MultiCOVID, which includes four class-specific SbPMs using vertical concatenation for subnetwork encodings, achieved approximately 92% classification performance. Furthermore, it is observed that the proposed models perform much better compared to single SbBM, which uses the same underlying structure (SbPM). This is because single SbPM relies on a single SbPM model to solve the multi-class classification problem. It attempts to learn a single model to identify similar pairs for all classes. While this may seem like a good idea initially, it becomes a more complex problem as the number of classes increases. On the other hand, the proposed models learn a separate SbPM model for each class, thereby capturing class-specific features better.
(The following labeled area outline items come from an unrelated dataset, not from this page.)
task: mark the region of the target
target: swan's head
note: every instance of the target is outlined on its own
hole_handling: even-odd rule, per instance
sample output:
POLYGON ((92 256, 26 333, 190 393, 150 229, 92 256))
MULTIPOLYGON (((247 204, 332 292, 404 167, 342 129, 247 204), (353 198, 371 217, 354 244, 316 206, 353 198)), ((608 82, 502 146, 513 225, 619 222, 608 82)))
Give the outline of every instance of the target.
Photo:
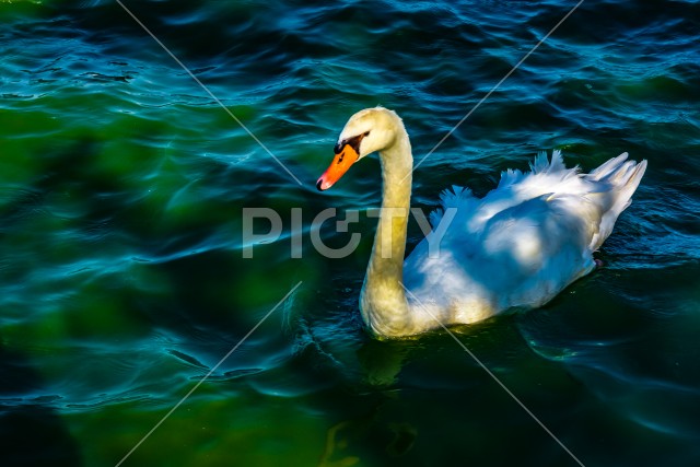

This demonstrates the effectiveness of the proposed approach for multi-class classification problems, but there are still aspects that can be further improved. Another critical point is that the proposed models achieve this performance with only 10 examples from each class and, therefore, in a much shorter time. In contrast, VGG16 and single SbPM have not attained this performance even though they use all of the training data and much more training time. The results demonstrate the potential of the proposed framework, which reduces a large amount of data dependency and training time. These benefits become essential in choosing an approach that can quickly adapt to the problem, especially in the early stages of new health emergencies, when data are lacking and quick decision-making is required. However, it can be said as a limitation that CT or other image datasets are not considered in the study.

Future studies may consider integrating different pre-trained models and other hyperparameter tuning methods into the proposed framework. Although many approaches have already been developed to recognize Covid-19 disease from image data, the need to create assistive systems for more sensitive assessments with different datasets remains. In this context, the proposed framework can be used in follow-up radiographs to classify changes related to the course or severity of the disease. In this way, the right treatment decisions will further increase the benefit of imaging technologies. Efforts for automatic and accurate detection of Covid-19 based on medical images will undoubtedly lead to significant advances in using artificial intelligence technology to fight against other diseases or pandemics.